27 Apr 2017

Gas export controls announced by the Commonwealth are a short-term measure that risk exacerbating tight market conditions unless accompanied by genuine reforms.

“Restricting exports is almost unprecedented for Australia,” said APPEA Chief Executive Malcolm Roberts.

“At a time when we need billions in new investment to create more gas supply, any intervention that creates sovereign risk is alarming.

“There is no doubt the east coast gas market today is tight.  For years, APPEA has been warning governments that the political and regulatory barriers to developing new gas supplies must be addressed urgently.

“Over the last five years, the industry has tripled east coast gas production, creating an entirely new supply from coal seam gas.
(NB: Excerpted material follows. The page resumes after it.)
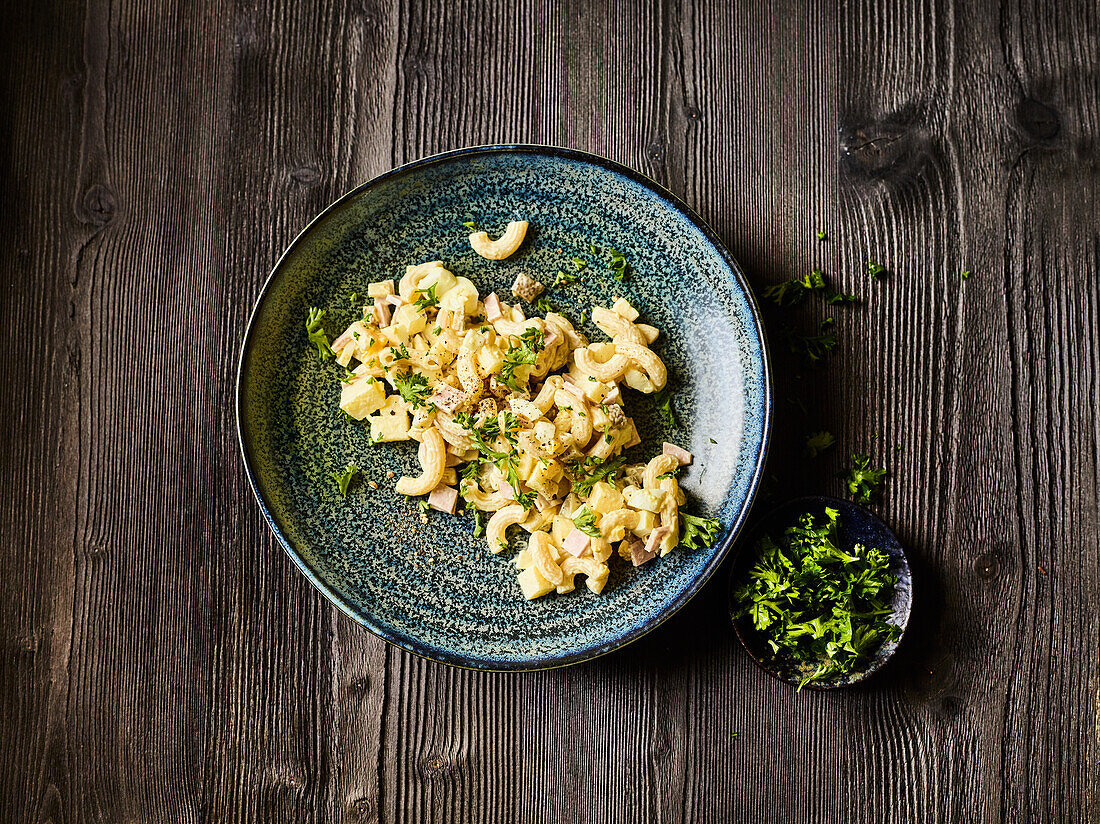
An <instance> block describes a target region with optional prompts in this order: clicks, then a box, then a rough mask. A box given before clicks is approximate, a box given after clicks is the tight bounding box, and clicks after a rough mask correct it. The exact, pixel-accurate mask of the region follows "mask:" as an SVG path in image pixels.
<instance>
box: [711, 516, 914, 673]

“The main obstacle to developing more supply has been the opposition of some State governments.

“Queensland and South Australia have shown the political courage and economic common sense to support gas production.

“But government failure in New South Wales and Victoria has prevented projects that could have averted the current market conditions.  The current moratorium in the Northern Territory is also preventing the development of new gas supplies.

“It is bizarre that State governments which ban or frustrate gas projects should also be complaining about tight gas supply and higher prices.

“The industry will need to carefully consider the details of the Commonwealth announcement.  There is a very short consultation period.

“However, governments must address the real problem – a lack of supply created by high regulatory costs and political barriers.  With exploration at a 30-year low, the pipeline for future supply is precarious.

“The only way to ensure long-term energy security is to remove restrictions and make it possible for explorers to find new gasfields and producers to develop these resources.

“The only solution is more gas, not more regulation.

“The industry has raised with governments practical reforms that would lower regulatory costs and attract more investment.  These reforms are even now more urgent.”